They say technology will just explode over the next 10 years. I would say the chances of landing on Mars are 10 out of 10.
Justin Semenoff, 34: ‘Amazing.’
Sgt. Justin Semenoff, 34
Army combat engineer, Saskatoon
I’m no Chris Hadfield, but to have the opportunity to go to Mars is the most exciting thing. As a kid, I’d spend countless nights staring at stars.
If we can look past ourselves to more big-picture items, I think we’ll be stronger as a whole. Seeing a human being walking on Mars would be amazing and it’s something we should shoot for.
I’ve got one son, Levi, and he’s incredible. He’s 13 right now and hugely supportive. As he was growing up, I was away for long periods so he’s used to that a bit. It wouldn’t be an easy transition, but he’s got my back.
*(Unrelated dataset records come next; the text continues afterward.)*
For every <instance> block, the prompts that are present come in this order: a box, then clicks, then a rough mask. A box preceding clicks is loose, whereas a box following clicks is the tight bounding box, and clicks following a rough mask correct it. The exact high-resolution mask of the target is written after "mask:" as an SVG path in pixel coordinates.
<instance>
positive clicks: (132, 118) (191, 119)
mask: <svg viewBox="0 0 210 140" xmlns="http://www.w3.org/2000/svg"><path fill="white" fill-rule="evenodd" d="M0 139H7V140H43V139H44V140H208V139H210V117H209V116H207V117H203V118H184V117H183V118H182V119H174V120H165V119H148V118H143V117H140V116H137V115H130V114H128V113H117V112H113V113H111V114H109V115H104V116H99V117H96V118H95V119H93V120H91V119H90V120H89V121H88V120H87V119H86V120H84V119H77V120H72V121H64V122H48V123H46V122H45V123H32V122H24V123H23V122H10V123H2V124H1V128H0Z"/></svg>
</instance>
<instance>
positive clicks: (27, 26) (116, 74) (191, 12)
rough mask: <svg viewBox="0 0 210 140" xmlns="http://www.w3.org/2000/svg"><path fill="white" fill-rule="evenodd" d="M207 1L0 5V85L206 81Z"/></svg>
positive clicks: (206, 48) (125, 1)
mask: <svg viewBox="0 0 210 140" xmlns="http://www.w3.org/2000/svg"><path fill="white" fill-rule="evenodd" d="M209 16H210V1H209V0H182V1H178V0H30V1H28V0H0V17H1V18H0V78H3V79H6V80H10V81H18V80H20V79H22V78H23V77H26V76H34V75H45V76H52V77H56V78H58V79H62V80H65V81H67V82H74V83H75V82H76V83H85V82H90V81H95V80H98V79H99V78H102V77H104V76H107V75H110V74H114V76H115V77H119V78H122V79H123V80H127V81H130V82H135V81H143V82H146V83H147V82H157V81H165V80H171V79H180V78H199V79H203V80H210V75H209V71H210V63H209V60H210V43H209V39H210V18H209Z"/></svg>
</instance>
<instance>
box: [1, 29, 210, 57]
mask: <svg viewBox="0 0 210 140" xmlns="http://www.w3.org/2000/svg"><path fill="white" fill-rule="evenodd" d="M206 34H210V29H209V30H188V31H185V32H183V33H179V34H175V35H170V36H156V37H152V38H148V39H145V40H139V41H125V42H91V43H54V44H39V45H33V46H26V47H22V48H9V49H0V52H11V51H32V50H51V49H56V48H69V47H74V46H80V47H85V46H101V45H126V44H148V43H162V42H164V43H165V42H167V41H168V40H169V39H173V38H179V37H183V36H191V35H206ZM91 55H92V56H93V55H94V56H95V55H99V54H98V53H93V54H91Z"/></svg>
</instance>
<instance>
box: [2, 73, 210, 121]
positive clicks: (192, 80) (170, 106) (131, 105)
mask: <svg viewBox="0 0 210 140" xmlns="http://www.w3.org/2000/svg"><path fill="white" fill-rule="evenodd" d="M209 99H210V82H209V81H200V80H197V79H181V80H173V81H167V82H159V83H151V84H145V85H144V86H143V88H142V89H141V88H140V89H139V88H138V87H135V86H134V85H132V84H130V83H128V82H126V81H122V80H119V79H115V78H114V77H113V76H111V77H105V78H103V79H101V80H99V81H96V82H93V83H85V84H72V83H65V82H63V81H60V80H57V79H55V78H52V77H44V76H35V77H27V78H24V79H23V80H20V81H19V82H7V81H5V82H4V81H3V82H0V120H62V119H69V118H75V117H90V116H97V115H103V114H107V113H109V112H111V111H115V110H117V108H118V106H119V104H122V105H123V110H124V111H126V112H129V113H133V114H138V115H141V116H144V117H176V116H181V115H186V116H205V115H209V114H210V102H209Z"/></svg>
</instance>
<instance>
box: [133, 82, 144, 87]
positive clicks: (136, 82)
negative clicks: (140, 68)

I’m not too thrilled about being on TV all the time, but I look at it as necessary to get what I want.
Anything worth achieving is a little risky and some of the great travellers in history – the Vikings, Columbus – have taken that initial step. There are no guarantees in life, but look at the things we could learn. It’s amazing.
Petrus Lommers, 22: ‘Romantic.’
Petrus Lommers, 22
Construction worker, Whitehorse
I’ve not really had much time to realize any dreams, but I’m working my way there. The biggest one is to make a difference for the human race. I saw my opportunity with the Mars One project.
Everyone’s talking about overpopulation and we’re running a bit low on resources, so it would be good to have more space. Also there’s lots of resources on Mars. Mining would be a good option.
Mostly, though, it’s just the adventure. There’s something about space. It’s got a romantic feel to it. The strange things that might be out there. You can’t disprove things by sitting here doing nothing.
One of the goals of this project is not to be associated with any country or political influence. That seems quite honourable. For me, the biggest fear would be someone trying to muck that up.
I think making the trip one-way is necessary. A two-way trip just isn’t possible, and besides you might get there and say, “Why would you ever want to go back? It’s so awesome here.”